The trolls must have gone, Hans thought. They wouldn't have shown themselves out in public like this. Trolls generally isolated themselves in the mountains, he remembered.
Arnie, the troll who must have had the Control over Hans's body said nothing as he walked, rather briskly to what Hans could tell, away from the castle.
Hans could hear none of his thoughts, and wondered if the same could be said of Arnie to Hans's. Hans tried to push off Arnie; it was a difficult sensation to explain, other than a heavy weight that had settled itself onto his chest and would not leave.
His body kept walking for what felt like an hour. He kept going, despite the stares of the people of Arendelle.
Hans felt his body turn and wave to the town, as though nothing was wrong. Hans felt grimly that the troll had lack of tact. Arnie turned again and headed back in the direction that he had originally been going.
He finally reached the drawbridge, where the guards looked toward him quizzically.
"Prince Hans," one of them said, bowing.

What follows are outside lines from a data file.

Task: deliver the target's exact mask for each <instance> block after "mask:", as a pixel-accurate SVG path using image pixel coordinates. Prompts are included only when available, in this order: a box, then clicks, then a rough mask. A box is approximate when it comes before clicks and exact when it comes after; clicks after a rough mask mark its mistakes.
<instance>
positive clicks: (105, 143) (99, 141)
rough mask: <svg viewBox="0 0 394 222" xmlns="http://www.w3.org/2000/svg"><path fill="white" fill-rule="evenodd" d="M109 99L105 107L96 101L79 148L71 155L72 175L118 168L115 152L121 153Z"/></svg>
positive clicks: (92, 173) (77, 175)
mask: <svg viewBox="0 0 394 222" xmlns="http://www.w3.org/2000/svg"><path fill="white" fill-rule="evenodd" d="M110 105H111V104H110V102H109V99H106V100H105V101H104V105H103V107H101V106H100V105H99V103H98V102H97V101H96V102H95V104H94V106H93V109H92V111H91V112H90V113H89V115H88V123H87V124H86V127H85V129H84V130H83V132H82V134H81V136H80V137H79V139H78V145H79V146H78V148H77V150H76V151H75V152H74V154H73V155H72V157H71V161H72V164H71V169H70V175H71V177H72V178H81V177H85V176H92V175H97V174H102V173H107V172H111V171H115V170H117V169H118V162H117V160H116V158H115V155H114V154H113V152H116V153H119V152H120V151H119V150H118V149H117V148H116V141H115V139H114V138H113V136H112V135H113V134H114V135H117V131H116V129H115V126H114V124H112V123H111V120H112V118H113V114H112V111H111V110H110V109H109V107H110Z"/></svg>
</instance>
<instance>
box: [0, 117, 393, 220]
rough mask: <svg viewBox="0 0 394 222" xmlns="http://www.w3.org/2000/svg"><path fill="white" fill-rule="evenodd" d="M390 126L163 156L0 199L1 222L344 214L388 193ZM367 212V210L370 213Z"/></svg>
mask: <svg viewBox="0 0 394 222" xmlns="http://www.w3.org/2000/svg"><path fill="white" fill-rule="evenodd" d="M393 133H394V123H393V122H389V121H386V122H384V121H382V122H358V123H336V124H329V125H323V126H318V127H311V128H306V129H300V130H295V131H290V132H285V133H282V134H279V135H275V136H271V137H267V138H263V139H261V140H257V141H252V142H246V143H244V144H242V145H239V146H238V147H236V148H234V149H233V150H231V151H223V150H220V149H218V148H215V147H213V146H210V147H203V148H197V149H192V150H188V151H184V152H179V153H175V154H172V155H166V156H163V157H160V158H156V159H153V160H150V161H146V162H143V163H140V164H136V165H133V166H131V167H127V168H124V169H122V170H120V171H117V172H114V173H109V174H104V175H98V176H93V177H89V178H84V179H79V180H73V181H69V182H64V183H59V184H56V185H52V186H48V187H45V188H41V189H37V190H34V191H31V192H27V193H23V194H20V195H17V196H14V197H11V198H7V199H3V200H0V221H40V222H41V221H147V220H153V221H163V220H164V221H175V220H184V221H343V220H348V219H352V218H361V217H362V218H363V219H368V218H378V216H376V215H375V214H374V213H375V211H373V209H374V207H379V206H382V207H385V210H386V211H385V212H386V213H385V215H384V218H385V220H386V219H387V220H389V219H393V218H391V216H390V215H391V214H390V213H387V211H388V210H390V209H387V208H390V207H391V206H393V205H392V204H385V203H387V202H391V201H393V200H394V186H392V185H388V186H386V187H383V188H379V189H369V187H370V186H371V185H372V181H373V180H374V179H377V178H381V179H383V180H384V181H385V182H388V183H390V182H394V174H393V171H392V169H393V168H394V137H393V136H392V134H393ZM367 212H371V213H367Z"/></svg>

The other quickly followed.
"I must leave Arendelle, but only for a few hours," he told them. They exchanged a glance. Hans could feel Arnie getting irritated. "You would dare defy a prince?"
The two guards shuffled uncomfortably, but the one who had spoken first had turned away to open the drawbridge. The other followed his lead again; Hans guessed he was the junior guard of the two.
"Thank you," Hans's mouth said crisply. Hans wanted to scream at the troll to stop, but he could only watch helplessly as Arnie stepped over the castle's large threshold.
The cobblestones beneath his feet had a distinct bumpy feeling beneath his boots. Arnie walked Hans's body briskly on. Hans focused where Arnie did, and then the realization hit him. Just beyond the fjord, where the mountains were, must be where the rest of the trolls must live.
Hans pushed at the troll, his chest straining.
"Stop it, you," the troll grunted.
Hans stopped, hearing his own voice. They were alone, and that was the first time Arnie spoke to him. He wondered how much the troll could hear from his thoughts again.
"I feel that you're trying to shove me off, but it won't work," the troll continued, Hans's body striding.
Hans felt a searing hot anger. Who was he to tell him that he couldn't control his own body? He pushed all the harder, but only ended feebly, feeling tired.
Arnie chuckled, and Hans for the first time felt ice in his veins. He really couldn't do anything. The troll hadn't even broken stride with his body.
"Sit tight," the troll said. "It'll be a while."
Hans had a thought that maybe he could overpower him in his sleep. The troll had shown no signs of being able to read his mind. Maybe his body could be taken over, but not his cognitive thought. The troll didn't respond to any of this, which far from anything, made Hans feel uncomfortable. What if the troll knew what Hans planned to do, but gave no sign that he did?
Arnie led Hans's body down the long cobblestoned walk. He didn't seem to notice the gentlemen or ladies that were walking into Arendelle. They too stared after him quizzically. A man took him by the shoulder, and Arnie turned slowly, as if sizing up some threat.
"Excuse me, Prince Hans of the Southern Isles?"
Arnie nodded, looking at the man coldly.
"Shouldn't you be in Arendelle?" the man asked. His mustache quivered expectantly. Hans felt that Arnie was about to retort, but he pulled himself back.
"I just have a few errands to run is all, good sir." He patted him on the shoulder; turning around again, Hans's body headed over the fjord.